Morocco has a replica of a Prayer Tower, and it's the only country that doesn't light up during the show Illuminations, because lighting the prayer tower would be against Muslim beliefs.
There's always a fireworks show at the end of the day in Epcot called "IllumiNations: Reflections of Earth,” and it can be seen from every Pavilion. After photographing this show from different locations through the years, I knew the best spot to get a killer image was at the Japan Pavilion from the second-floor balcony.
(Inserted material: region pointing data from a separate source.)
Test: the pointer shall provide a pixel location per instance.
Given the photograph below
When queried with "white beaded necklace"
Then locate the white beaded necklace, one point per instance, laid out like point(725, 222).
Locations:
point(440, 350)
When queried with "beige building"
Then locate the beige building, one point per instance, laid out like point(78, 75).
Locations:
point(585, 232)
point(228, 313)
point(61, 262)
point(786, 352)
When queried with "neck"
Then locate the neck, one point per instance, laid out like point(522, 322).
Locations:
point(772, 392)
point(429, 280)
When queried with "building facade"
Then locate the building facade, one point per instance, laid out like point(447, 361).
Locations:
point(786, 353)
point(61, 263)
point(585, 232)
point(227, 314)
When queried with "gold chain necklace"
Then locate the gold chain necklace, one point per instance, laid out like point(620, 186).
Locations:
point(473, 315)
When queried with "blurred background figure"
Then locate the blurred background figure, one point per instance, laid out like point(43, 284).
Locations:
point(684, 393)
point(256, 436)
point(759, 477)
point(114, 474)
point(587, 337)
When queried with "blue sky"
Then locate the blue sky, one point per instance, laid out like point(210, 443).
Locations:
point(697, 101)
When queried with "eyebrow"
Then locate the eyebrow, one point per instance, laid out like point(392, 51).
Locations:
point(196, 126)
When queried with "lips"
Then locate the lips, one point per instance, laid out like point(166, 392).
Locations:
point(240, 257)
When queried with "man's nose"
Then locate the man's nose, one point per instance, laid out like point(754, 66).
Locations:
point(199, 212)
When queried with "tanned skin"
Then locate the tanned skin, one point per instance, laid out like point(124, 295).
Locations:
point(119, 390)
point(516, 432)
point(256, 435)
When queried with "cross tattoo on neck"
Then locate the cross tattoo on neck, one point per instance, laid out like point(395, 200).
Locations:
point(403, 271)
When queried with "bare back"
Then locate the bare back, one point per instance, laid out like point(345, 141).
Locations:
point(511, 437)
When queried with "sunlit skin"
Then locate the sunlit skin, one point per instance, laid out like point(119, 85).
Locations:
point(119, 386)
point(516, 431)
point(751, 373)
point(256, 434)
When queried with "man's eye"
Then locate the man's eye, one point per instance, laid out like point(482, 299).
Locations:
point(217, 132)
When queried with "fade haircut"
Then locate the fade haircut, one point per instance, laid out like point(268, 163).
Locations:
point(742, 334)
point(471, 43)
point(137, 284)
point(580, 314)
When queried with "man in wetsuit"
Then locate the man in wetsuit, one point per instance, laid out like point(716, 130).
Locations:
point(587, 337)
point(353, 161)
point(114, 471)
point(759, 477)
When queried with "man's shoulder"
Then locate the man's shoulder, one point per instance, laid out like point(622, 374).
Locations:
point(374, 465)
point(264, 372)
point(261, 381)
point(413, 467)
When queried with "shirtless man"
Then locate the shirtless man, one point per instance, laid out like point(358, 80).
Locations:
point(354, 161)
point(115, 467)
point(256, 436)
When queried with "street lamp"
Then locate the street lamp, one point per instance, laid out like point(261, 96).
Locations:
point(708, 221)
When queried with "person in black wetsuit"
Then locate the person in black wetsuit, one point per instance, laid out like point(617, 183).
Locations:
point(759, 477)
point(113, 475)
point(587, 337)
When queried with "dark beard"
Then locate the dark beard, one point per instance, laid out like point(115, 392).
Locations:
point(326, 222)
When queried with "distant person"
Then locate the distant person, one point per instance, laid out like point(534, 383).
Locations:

By shooting from this location, you get the Torii Gate and the lake as foreground and a fantastic unobstructed view of the firework show.
These are the essential things you need to know when shooting fireworks.
Shoot fireworks on a long exposure: In order to avoid camera shake, you need to do two things: Set your camera on a stable surface, and use a remote or cable release.
Lower your ISO: After you secure your camera (mine with my Platypod Ultra), lower your ISO to the lowest setting.
Set your camera mode to bulb
Set your aperture anywhere from F9 and up
Hit the shutter on your remote when you see the fireworks going up
Hold it until the fireworks explode, which will allow you to get beautiful light trails like this one!
Here below one of my final shots from the Epcot fireworks show. It was shot with my Canon 5D Mark II, with a 16-35mm lens at 24mm. ISO 100, on Bulb mode, 4 seconds exposure, at F9. I hope you enjoyed coming along on my Photowalk adventures. The Scott Kelby Worldwide Photowalk happens every year, so consider joining us next year if you love photography and want to make new photography friends. I’ll definitely be there!